Dessa forma, na 16ª rodada de concessões, se aquele volume de óleo in place for confirmado, este ainda precisa ser transformado em reservas após investimentos exploratórios, dado um fator de recuperação. Por sua vez, a rodada do “excedente da cessão onerosa” leiloará uma área que possui um volume de 6 bilhões a 15 bilhões de reservas provadas, ou seja, reservas com uma probabilidade de 90% de que serem produzidas. Nesse caso, não há praticamente risco exploratório (apenas risco de desenvolvimento dos campos), ao contrário da 16ª rodada e dos demais leilões realizados pela ANP.
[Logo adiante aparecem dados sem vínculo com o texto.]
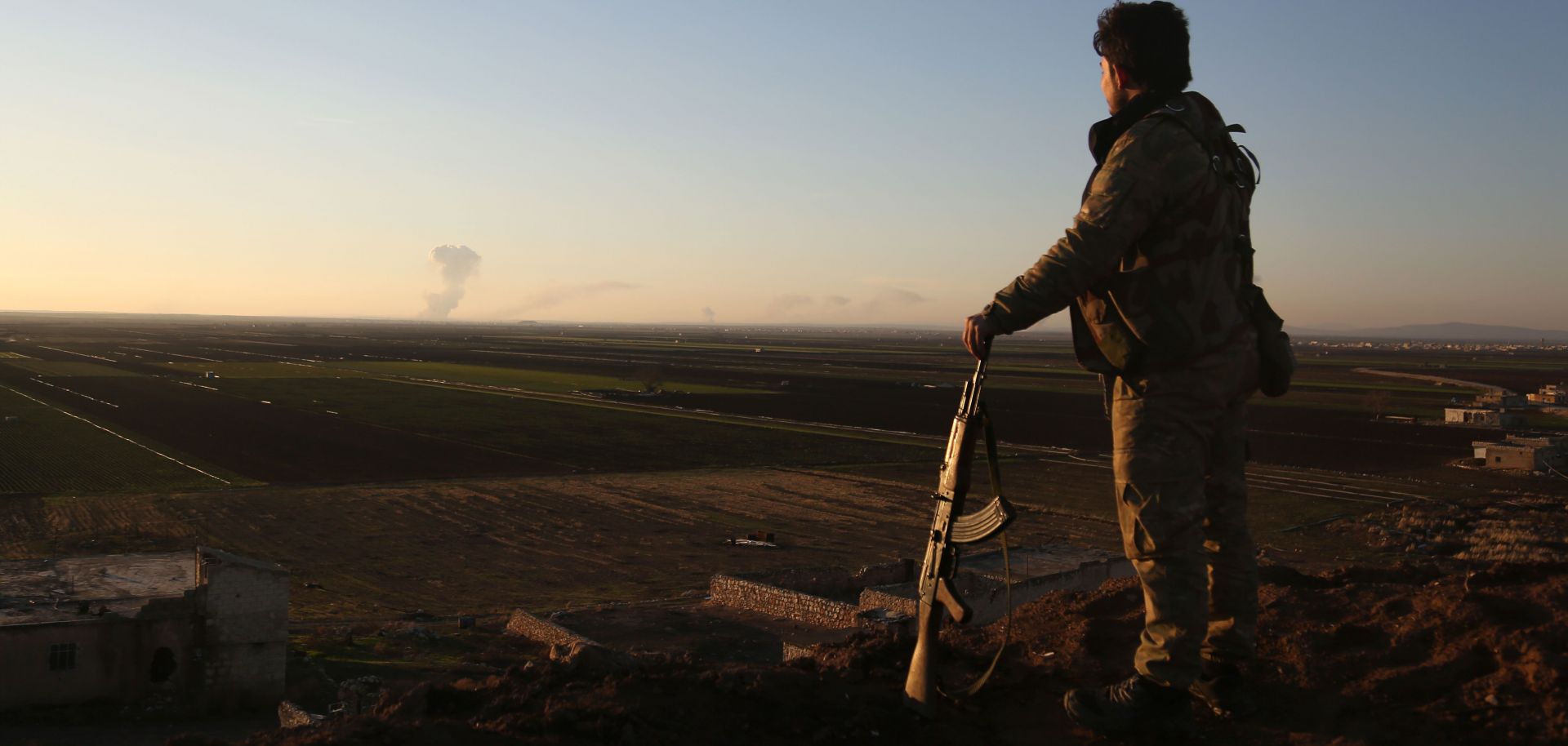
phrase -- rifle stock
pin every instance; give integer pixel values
(951, 527)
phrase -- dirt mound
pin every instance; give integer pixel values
(1426, 652)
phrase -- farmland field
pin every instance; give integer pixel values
(47, 451)
(416, 466)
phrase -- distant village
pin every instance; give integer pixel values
(1503, 410)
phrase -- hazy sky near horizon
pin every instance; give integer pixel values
(814, 162)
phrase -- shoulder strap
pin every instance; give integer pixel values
(1225, 158)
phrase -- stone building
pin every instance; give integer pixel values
(1526, 453)
(1549, 393)
(206, 628)
(1482, 417)
(1499, 400)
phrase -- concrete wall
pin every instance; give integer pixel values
(988, 596)
(783, 602)
(245, 630)
(540, 630)
(114, 659)
(835, 580)
(1515, 456)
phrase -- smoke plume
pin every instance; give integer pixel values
(562, 294)
(893, 298)
(457, 265)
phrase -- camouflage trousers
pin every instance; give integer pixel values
(1181, 500)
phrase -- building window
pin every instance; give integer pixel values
(63, 657)
(162, 665)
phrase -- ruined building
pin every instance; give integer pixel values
(206, 628)
(1482, 417)
(1528, 453)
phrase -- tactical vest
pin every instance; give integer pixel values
(1179, 292)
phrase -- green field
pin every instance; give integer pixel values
(581, 436)
(264, 371)
(44, 451)
(548, 381)
(65, 369)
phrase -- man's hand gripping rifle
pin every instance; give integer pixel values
(952, 527)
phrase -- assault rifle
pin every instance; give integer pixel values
(952, 527)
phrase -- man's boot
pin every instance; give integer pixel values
(1223, 688)
(1137, 706)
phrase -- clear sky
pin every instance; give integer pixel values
(816, 162)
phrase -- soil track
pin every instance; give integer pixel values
(1409, 654)
(270, 442)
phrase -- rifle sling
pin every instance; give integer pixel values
(1007, 565)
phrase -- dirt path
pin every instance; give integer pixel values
(1437, 380)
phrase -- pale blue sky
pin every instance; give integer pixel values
(819, 162)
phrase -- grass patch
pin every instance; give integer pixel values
(581, 436)
(65, 369)
(49, 451)
(265, 371)
(549, 381)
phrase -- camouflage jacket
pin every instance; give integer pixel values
(1153, 262)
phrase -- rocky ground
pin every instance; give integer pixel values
(1459, 638)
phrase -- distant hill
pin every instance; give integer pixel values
(1450, 331)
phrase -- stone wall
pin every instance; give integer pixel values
(784, 602)
(541, 630)
(245, 632)
(874, 597)
(830, 582)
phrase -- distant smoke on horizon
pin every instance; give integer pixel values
(457, 265)
(559, 295)
(886, 298)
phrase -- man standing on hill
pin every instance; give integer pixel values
(1152, 274)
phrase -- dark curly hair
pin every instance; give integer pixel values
(1148, 41)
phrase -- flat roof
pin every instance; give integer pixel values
(51, 589)
(1032, 562)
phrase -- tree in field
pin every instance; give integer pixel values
(1377, 402)
(651, 376)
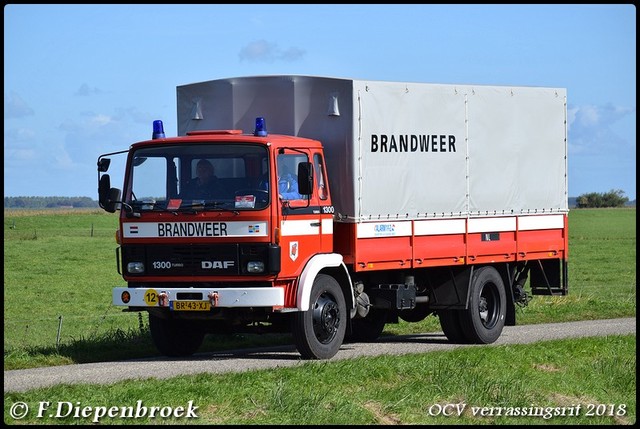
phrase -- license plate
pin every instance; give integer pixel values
(190, 305)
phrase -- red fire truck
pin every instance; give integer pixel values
(336, 206)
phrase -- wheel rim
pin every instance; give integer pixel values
(326, 318)
(488, 305)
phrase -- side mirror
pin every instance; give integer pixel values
(108, 197)
(103, 164)
(305, 178)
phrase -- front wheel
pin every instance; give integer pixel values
(482, 323)
(319, 332)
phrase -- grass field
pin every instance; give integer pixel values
(64, 265)
(60, 267)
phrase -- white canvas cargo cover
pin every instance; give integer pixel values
(404, 150)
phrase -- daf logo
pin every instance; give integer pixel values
(216, 265)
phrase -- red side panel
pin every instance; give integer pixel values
(447, 242)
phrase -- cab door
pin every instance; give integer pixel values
(300, 215)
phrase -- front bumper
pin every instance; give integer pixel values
(217, 297)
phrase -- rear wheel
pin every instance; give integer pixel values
(175, 337)
(319, 332)
(482, 323)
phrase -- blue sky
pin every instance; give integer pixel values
(83, 80)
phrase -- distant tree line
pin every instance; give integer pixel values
(48, 202)
(613, 198)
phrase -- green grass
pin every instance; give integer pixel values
(570, 377)
(55, 266)
(60, 269)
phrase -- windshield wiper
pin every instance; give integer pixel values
(205, 205)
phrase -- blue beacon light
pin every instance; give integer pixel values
(158, 130)
(261, 127)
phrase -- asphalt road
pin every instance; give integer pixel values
(285, 356)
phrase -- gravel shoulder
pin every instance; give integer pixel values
(287, 356)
Para se ter uma ideia da relevância desses recursos, em 2018, o Brasil possuía um total de reservas provadas da ordem de 13 bilhões de barris. Considerando a estimativa máxima de 15 bilhões de barris, se a área do excedente da cessão onerosa fosse um país, estaria entre as quinze maiores de reservas do mundo.
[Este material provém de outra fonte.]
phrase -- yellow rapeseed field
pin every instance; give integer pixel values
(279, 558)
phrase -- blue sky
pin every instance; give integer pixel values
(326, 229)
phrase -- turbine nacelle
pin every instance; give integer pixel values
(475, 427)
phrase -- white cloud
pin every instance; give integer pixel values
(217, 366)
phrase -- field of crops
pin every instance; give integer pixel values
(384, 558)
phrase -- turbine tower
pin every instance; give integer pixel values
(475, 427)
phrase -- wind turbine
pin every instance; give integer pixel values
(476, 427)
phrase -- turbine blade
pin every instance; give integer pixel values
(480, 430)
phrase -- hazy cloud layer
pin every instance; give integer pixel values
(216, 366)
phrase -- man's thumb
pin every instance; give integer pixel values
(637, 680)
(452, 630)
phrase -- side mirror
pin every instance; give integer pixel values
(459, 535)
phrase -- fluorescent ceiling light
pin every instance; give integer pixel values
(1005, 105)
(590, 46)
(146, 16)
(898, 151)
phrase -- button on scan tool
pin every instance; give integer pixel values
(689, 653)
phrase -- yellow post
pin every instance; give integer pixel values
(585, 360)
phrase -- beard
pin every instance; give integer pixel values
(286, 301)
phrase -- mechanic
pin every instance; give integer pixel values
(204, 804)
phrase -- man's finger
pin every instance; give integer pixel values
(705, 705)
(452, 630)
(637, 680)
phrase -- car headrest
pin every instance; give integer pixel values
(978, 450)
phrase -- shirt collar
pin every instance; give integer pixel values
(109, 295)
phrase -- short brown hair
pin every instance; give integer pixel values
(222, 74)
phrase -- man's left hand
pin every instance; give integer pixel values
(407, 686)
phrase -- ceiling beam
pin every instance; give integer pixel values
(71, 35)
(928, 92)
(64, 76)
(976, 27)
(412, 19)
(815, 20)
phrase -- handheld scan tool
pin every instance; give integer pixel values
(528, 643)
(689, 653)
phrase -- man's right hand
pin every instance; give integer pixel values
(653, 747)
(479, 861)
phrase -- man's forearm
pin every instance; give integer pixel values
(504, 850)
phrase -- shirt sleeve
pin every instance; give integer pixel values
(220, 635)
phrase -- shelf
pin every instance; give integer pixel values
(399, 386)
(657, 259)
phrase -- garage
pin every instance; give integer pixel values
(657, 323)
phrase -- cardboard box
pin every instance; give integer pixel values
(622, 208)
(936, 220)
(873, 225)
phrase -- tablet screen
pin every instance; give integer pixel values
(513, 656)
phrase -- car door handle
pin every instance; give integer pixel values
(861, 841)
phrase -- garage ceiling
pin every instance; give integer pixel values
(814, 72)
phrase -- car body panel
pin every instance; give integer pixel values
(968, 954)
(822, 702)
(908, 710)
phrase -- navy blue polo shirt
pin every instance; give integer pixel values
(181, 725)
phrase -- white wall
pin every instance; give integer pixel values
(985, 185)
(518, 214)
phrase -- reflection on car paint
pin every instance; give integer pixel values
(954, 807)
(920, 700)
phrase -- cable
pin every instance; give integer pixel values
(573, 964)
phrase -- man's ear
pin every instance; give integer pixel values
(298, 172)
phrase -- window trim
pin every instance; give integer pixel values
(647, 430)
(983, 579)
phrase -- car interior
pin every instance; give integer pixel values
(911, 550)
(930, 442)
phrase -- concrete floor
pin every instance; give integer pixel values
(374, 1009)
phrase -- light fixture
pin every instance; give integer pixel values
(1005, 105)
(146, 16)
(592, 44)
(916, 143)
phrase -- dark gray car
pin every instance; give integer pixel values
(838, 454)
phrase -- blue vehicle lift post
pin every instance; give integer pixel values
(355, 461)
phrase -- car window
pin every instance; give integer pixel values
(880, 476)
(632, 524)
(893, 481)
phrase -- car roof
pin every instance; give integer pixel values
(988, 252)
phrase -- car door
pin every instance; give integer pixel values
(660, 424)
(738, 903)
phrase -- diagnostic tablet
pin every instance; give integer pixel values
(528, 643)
Esses números justificam a elevada concorrência do leilão e o grande interesse principalmente das empresas dos importadores de petróleo (Europa, Ásia e Estados Unidos).
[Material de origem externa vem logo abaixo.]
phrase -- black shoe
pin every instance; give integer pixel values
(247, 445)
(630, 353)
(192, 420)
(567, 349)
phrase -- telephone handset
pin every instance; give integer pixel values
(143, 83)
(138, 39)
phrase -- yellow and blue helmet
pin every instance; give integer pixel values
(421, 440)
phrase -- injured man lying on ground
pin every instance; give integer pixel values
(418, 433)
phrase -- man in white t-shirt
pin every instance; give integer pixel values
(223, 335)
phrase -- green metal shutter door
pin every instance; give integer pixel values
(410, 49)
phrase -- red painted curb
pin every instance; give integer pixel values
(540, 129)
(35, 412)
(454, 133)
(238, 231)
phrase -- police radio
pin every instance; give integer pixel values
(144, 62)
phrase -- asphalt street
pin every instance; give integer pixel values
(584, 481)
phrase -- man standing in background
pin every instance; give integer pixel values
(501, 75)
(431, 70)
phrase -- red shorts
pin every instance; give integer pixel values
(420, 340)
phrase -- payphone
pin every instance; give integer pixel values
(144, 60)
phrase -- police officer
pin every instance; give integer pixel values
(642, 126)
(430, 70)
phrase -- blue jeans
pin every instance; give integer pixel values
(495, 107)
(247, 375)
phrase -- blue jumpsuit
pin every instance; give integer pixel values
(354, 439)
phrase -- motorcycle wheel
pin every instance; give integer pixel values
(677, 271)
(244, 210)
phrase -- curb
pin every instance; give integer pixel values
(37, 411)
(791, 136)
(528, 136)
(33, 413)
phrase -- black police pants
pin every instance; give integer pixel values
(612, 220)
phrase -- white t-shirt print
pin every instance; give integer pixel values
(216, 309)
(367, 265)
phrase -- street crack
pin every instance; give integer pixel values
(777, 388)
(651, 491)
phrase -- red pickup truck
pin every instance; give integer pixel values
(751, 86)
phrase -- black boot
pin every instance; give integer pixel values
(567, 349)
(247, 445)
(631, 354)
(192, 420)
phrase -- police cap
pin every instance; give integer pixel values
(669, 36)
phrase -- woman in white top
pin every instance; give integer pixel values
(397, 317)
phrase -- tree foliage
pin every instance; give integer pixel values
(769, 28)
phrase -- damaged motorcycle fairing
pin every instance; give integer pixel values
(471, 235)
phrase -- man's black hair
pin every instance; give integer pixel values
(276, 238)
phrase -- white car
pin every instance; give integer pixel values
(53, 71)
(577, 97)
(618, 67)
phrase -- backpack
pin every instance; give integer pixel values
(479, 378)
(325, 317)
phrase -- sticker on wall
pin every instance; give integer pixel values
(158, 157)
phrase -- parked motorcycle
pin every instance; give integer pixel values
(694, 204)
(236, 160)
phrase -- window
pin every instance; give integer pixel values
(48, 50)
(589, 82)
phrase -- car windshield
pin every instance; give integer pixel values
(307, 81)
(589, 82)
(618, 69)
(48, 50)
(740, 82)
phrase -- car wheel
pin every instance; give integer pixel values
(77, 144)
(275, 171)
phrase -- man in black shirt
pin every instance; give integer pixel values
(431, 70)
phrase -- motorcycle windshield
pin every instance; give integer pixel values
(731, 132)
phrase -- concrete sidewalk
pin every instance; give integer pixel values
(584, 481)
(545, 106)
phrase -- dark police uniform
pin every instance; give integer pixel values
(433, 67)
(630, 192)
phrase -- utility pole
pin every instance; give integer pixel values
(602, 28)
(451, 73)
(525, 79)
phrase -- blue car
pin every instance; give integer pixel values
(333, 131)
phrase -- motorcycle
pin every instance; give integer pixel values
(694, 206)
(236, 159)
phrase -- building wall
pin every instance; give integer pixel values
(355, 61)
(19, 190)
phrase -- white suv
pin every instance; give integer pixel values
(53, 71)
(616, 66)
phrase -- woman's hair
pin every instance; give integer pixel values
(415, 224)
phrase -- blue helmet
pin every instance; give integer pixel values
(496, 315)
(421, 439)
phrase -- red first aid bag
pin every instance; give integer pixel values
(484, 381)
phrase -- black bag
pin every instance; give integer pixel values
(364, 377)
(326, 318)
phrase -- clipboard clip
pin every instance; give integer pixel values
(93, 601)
A “baixa” apropriação da renda do petróleo dos excedentes da cessão onerosa
Várias estimativas têm sido calculadas para mensurar o montante de recursos financeiros que será apropriado pelo Estado brasileiro com a realização do leilão dos excedentes da cessão onerosa. Evidentemente, uma projeção mais precisa somente poderá ser elaborada após o final do certame. Apesar disso, partindo de algumas premissas, o Ineep realizou uma projeção preliminar da distribuição dos recursos gerados pela exploração do petróleo dos excedentes da cessão onerosa, a saber:
– Taxa de câmbio média de 2019: R$ 3,89 por dólar
– Preço Brent médio de 2019: US$ 64,91
– Despesas financeiras (apud Sauer e Estrella, 2019): US$ 23,9 bilhões
– Realização do óleo-lucro mínimo ponderado: 24,54%
– Reservas mínimas provadas (apud Sauer e Estrella, 2019): 9,3 bilhões de barris
Considerando tais premissas, a estimativa é que a área dos excedentes da cessão onerosa gere uma receita de R$ 2,3 trilhões. Desse total, o Estado deverá se apropriar de 1,1 trilhão (impostos, royalties, bônus de assinatura e óleo-lucro), os custos (operacionais e financeiros) totalizarão R$ 308,3 bilhões e a receita líquida do(s) consórcio(s) vencedor(es) será de R$ 647,7 bilhões. Como mostra o gráfico abaixo, nesse cenário, o Estado se apropriará de 52,8% de todas as receitas e as empresas vencedoras do consórcio de 27,6%.
Gráfico – Distribuição das receitas geradas pela exploração dos excedentes da cessão onerosa
Em recente matéria, a CartaCapital[4] apresentou um quadro comparando as receitas apropriadas pelos Estados de vários países produtores de petróleo entre 2009 e 2014. Todos os países mencionados na matéria se apoderaram de uma receita superior à brasileira nesse leilão (dadas as premissas estabelecidas). Os casos de menor captação são Austrália e Colômbia (59% e 61%, respectivamente) e os de maior são Argélia e Indonésia (88% e 81%).
De tal forma, além de associar à política de exploração do petróleo dos países importadores em vez de exportadores produtores, o Estado brasileiro está leiloando reservas provadas e abrindo mão de um volume considerável de receitas em relação a outros países produtores. Uma espécie de volta ao passado: a gestão da política petrolífera brasileira quando ainda não tínhamos descoberto uma gota de petróleo.
Rodrigo Leão é mestre em desenvolvimento econômico (IE/Unicamp), um dos diretores do Ineep e pesquisador visitante do Núcleo de Estudos Conjunturais da UFBA.
[1] SAUER, I. L.; ESTRELLA, G. Avaliação do leilão do óleo excedente dos campos da cessão onerosa. Nota Técnica, Instituto de Energia e Ambiente/USP. São Paulo, out. 2019.
[2] COSTA, R. R.; LEÃO, R. P. F. O pré-sal e a situação fiscal. CartaCapital, São Paulo, 11 jun. 2018.
[3] LANDIM, R. Reservas de petróleo. Folha de São Paulo, São Paulo, 08 jul. 2011. Mercado.
[4] DRUMMOND, C. Pré-sal: filé a preço de acém e o Brasil na contramão do mundo. CartaCapital, São Paulo, 06 out. 2019.